So while I resigned myself to the idea that it will be sufferance for me and my nails as from day one (15th June for me), I contemplated the cruel system of seedings, groupings and geographic divisions that separated the weak from the tough before you could say alea iacta est (the die has been cast). You see, even in matters as frivolous as sport (I cannot believe I am saying it), eight decades of trial and error have resulted in a neatly polished system of meritorious classification known as “seeding”. It allows FIFA to spread the ‘best’ teams into different groups and ensure that we do not end up with World Cup semi-finals featuring Switzerland, Slovakia, Honduras and New Zealand.
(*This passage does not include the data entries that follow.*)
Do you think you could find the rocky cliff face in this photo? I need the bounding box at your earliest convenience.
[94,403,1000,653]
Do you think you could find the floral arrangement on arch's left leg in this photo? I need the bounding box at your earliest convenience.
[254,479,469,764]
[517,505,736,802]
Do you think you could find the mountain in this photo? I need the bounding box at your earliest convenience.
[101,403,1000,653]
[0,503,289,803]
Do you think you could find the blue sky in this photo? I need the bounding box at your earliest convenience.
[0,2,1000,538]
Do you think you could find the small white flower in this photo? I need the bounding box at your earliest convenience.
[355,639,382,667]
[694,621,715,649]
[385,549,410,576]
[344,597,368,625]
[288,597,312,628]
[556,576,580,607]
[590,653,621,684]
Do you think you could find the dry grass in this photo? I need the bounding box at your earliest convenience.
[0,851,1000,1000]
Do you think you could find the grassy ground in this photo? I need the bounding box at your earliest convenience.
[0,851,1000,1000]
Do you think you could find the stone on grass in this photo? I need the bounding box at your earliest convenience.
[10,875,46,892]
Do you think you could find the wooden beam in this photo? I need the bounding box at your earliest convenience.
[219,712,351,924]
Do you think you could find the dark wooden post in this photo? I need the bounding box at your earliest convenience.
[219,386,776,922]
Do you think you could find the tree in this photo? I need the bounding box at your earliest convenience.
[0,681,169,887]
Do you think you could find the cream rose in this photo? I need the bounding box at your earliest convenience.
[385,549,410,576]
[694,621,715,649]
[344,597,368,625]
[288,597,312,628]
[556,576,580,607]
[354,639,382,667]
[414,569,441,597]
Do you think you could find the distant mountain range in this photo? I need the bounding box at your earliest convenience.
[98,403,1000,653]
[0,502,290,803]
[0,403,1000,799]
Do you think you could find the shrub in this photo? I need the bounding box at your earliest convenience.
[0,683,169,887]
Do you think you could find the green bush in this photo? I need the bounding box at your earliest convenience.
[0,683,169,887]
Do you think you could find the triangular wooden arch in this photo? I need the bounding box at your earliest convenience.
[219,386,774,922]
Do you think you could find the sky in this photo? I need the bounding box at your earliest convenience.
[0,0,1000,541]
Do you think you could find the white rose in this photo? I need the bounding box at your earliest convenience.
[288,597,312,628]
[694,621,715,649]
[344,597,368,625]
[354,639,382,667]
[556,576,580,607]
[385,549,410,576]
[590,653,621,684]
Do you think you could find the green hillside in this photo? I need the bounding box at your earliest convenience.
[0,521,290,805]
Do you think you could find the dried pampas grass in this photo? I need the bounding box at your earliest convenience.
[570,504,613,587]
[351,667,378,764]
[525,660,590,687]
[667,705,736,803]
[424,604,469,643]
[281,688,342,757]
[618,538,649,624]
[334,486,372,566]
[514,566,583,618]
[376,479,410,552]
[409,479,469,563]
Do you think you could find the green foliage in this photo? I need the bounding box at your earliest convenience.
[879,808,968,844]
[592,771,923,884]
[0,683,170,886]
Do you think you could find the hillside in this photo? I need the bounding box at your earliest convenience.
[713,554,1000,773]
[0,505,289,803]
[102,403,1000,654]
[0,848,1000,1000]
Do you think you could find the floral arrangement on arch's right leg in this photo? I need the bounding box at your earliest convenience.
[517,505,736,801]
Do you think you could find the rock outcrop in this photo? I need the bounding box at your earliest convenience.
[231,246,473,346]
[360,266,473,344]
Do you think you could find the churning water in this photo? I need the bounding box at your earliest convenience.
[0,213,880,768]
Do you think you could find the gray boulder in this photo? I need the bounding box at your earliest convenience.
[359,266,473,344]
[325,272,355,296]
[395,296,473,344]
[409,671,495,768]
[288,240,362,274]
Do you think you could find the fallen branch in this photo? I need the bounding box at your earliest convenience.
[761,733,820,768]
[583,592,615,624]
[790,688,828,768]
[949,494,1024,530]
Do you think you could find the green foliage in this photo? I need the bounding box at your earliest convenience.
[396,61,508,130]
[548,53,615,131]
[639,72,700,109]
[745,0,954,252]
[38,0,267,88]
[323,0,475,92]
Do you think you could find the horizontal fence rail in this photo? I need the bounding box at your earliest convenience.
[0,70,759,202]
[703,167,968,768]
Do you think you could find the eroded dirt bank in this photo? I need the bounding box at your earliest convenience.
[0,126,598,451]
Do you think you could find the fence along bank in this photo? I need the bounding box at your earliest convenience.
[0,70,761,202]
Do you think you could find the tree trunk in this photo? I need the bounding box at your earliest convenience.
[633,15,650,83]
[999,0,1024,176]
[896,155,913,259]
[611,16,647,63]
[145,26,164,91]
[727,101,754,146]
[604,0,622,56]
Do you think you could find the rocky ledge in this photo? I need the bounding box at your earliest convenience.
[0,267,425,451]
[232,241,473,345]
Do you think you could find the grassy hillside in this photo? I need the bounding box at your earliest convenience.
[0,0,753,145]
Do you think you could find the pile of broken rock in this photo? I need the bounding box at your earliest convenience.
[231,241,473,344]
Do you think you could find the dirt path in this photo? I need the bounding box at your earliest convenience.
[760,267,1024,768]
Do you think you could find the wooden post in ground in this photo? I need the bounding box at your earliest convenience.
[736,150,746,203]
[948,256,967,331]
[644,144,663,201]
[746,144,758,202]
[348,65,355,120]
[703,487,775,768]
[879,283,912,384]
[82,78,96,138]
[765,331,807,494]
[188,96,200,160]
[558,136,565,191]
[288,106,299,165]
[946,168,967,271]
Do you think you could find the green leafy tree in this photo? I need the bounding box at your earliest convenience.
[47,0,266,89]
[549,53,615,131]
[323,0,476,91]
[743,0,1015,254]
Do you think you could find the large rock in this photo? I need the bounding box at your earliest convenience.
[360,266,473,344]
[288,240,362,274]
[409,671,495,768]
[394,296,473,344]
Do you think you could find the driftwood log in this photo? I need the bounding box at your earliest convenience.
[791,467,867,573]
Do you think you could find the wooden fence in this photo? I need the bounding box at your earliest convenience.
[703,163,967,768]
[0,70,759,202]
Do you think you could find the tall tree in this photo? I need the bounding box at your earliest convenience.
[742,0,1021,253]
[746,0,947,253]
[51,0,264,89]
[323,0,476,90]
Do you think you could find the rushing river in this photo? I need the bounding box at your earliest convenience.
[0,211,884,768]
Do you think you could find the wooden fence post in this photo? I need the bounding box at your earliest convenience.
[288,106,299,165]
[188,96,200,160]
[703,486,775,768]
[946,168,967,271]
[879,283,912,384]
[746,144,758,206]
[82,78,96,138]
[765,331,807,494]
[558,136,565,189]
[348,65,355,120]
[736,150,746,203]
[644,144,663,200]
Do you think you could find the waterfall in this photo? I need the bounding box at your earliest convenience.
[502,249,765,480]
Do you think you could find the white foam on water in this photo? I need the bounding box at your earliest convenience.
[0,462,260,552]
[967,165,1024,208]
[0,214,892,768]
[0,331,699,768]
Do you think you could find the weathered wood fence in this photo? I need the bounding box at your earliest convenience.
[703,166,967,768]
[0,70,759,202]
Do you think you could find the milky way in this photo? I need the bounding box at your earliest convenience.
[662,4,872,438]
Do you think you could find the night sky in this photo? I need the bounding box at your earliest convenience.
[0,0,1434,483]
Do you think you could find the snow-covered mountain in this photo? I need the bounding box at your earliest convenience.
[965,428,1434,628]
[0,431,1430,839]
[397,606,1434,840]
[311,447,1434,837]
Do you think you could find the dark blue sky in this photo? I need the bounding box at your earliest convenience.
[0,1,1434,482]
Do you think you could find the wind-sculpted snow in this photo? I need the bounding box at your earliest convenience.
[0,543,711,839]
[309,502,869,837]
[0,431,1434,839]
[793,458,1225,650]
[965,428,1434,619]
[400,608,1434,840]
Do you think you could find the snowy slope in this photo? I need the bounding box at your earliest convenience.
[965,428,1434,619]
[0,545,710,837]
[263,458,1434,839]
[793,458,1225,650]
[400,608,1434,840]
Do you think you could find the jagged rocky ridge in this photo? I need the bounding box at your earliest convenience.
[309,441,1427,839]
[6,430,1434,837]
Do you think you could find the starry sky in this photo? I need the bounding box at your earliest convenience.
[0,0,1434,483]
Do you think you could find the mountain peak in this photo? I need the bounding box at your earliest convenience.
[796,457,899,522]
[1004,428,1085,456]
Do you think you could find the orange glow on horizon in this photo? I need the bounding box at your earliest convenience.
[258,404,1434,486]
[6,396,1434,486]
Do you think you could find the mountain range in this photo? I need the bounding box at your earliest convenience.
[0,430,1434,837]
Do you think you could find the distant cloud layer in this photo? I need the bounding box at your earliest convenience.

The commie in you might ask, “What is wrong with all the teams getting an equal chance in an FA cup sort of way? Doesn’t the system favour the bigger, better teams giving them a greater chance to get through to the final?” Well. Yes it does. And that’s because the system is designed to make sure that the winning team gets a fair chance to prove itself against teams of all kinds of calibre. Otherwise a lucky draw could result in the likes of New Zealand (I love them, I really do) marching all the way to the final simply by being drawn against weaker teams. The “fair chance” theory that is a natural reaction to the seeding-based kind of selection, as we witnessed in Cape Town this Friday, is a load of bollocks after all.